Most of us don’t care much for rodents. Some are just plain nuisances, while others are destructive. But they’re not all terrible. Here are the facts, both good and bad!
• The word “rodent” has its roots in Latin word “rodere,” which means “to gnaw, eat away, or prey upon.” Rodents belong to the order Rodentia, with more than 2,200 different species, and are all mammals covered with hair, accounting for about 43% of all mammals worldwide. They all have tails, and give birth to and nurse living young. Rodents also have the structure of their teeth and jaws in common, with powerful and prominent upper and lower pairs of teeth. Their incisors grow continuously, about 1/8 inch per week.
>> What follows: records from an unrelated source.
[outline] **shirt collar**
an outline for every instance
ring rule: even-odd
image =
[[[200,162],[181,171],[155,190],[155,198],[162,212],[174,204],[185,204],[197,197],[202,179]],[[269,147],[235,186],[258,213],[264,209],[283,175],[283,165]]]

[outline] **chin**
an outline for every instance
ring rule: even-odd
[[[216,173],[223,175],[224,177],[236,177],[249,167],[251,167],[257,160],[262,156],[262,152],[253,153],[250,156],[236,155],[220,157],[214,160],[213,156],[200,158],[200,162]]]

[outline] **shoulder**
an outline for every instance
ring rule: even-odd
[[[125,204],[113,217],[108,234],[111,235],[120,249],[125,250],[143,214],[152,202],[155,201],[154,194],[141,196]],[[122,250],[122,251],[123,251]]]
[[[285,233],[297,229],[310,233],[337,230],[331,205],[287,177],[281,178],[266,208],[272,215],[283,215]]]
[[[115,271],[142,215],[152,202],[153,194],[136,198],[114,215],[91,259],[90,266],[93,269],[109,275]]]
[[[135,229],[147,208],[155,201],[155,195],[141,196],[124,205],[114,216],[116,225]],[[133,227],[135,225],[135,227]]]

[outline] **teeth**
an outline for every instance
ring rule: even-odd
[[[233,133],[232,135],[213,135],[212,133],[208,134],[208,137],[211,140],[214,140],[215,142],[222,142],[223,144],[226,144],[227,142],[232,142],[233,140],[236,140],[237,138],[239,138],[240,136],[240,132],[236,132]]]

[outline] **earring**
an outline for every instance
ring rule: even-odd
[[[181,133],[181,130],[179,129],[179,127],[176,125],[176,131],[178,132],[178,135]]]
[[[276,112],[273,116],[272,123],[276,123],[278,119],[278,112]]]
• Most rodents are herbivorous, consuming seeds, stems, leaves, flowers, and roots. A few are omnivorous, feeding on both plants and animals. When it comes to food, rodents are hoarders, taking more than they can eat, saving it to hide for later. This practice is aided by cheek pouches found in some rodents, bags that can stretch from the mouth to the front of the shoulders, enabling them to store food.
• Mice and rats are the first rodents that come to mind, but the order also includes beavers, squirrels, chinchillas, gerbils, gophers, woodchucks, porcupines, and prairie dogs. You might think moles and hedgehogs would be on the list, but they are a different mammal species.
• Rodents vary widely in size. The largest is the capybara, a South American animal with an average weight of about 110 lbs. (50 kg.) The smallest, the pygmy jerboa, found in Pakistan, might be small, 1.7 inch long and weighing less than 1/5 ounce, but it’s capable of jumping up to 9 feet! In North America, the beaver is the largest rodent, with a body length of about 47.2 inches (120 cm), weighing up to 66 lbs. (30 kg). This rodent’s tiny eyes have a membrane for protection while swimming underwater.
• The lifespan of rodents also differs greatly. Rats live about 12 months, but larger rodents live longer, such as beavers and porcupines, which can live over 20 years. The naked mole-rat has been documented at 30 years.
• Sometimes you might feel your heart racing, but it’s nothing compared to the heart rate of an adult mouse, about 630 beats per minute. The human heart beats between 60 and 100 bpm. Some rodents’ extremely high metabolism necessitates 20 meals a day.
• Nocturnal rodents, active at night, navigate the dark with their long sensitive whiskers. They brush or tap these whiskers, or vibrissae as they are called, on objects to ascertain the size and shape, a practice called “whisking.” They also have oversize eyes, some of which are sensitive to ultraviolet light.
• Beaver trapping and fur trading was a widespread business in the history of North America, resulting in the near extinction of several species in the mid-19th century. In South America, chinchillas are raised strictly for their fur, the most valuable in the world. Wild chinchillas are even more expensive, with coats made with 400 pelts selling for as much as $100,000.
• If it seems that rat populations run high in some areas, it’s because the brown rat gives birth to 22 offspring at a time. The typical house mouse can produce as many as 14 litters a year! The Centers for Disease Control estimates that mice and rats spread upwards of 35 diseases through human contact, whether it be directly through their feces, saliva, or bites, or indirectly through various parasites.